Islam sebagai agama sekaligus mabda’ telah sempurna dalam mengatur kehidupan manusia. Islam menyuguhkan visi politik baru yang sama sekali berbeda dengan visi politik ideologi lainnya. Solusi yang ditawarkan Islam tak hanya berlaku bagi global, namun juga Indonesia agar terlepas dari belenggu hegemoni negara kafir imperialis. Dalam Islam, mewujudkan kemandirian pangan bukan semata-mata tanggung jawab rakyat, melainkan tanggung jawab negara.

Bertolak belakang dengan ideologi kapitalisme yang menjadikan negara berlepas tangan dan mengedepankan peran pasar sebagai langkah mewujudkan ketahanan pangan dan ekonomi negara, Islam justru sebaliknya. Rasulullah SAW bersabda yang artinya, “Imam adalah penggembala (ra’in) dan ia bertanggung jawab untuk orang-orang yang digembalakannya.” (HR. Bukhari).
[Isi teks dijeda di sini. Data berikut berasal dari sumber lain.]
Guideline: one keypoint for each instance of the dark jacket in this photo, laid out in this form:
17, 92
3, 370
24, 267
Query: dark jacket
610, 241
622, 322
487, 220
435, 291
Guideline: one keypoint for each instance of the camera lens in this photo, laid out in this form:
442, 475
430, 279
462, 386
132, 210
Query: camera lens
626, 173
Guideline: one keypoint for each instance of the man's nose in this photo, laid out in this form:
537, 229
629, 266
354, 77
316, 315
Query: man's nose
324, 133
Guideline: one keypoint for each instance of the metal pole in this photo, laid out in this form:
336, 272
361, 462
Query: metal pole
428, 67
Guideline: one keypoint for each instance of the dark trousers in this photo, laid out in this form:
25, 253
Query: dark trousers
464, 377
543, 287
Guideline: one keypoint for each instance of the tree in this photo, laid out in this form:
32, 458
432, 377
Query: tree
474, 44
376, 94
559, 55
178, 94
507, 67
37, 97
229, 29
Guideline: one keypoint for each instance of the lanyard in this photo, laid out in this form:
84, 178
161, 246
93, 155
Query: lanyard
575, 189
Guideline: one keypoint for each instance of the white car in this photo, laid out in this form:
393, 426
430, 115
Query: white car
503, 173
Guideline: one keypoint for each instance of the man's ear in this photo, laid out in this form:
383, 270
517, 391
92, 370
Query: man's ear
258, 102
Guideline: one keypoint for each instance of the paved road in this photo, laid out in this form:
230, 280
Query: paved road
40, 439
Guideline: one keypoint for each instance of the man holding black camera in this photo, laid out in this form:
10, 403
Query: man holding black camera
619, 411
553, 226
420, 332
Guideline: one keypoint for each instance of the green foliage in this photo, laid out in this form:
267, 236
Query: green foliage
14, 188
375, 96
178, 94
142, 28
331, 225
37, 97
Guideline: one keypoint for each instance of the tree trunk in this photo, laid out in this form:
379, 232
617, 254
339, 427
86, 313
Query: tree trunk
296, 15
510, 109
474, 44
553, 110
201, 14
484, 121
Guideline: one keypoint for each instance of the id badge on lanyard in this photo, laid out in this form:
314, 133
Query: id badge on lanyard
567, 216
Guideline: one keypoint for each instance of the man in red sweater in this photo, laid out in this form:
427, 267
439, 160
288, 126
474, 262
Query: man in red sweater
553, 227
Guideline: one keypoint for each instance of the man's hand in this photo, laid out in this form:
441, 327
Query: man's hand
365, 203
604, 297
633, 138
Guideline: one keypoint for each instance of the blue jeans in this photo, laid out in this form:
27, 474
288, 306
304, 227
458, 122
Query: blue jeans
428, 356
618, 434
Negara Islam berperan dalam melindungi, mengayomi, dan menjamin kesejahteraan rakyat. Politik ekonomi Islam tidak akan mau tunduk pada regulasi asing yang menindas negeri-negeri muslim. Dalam Islam, sumber daya alam akan dikelola dengan maksimal agar dapat mencukupi kebutuhan rakyatnya. Negara tidak akan menyia-nyiakan sumber daya alam yang ada apalagi menyerahkannya kepada asing sebab syariat Islam telah mengharamkan yang demikian. Allah SWT berfirman yang artinya, “… Dan Allah sekali-kali tidak akan memberi jalan kepada orang-orang kafir untuk menguasai orang-orang yang beriman.” (QS. An-Nisa:141)

Maka satu-satunya solusi agar negeri-negeri muslim terlepas dari hegemoni asing adalah dengan kembali membumikan aturan Islam. Dengannya, Allah akan mengangkat segala penderitaan umat Islam, mengangkat derajatnya menjadi umat terbaik, serta melimpahkan ampunan dan berkah-Nya kepada penduduk negeri di dalamnya. Ingatlah firman Allah SWT dalam Al-Qur'an yang artinya, “Dan sekiranya penduduk negeri beriman dan bertakwa, pasti Kami akan melimpahkan kepada mereka berkah dari langit dan bumi, tetapi ternyata mereka mendustakan (para Rasul), maka Kami siksa mereka sesuai dengan apa yang telah mereka kerjakan.” (TQS. Al-A’raf:96)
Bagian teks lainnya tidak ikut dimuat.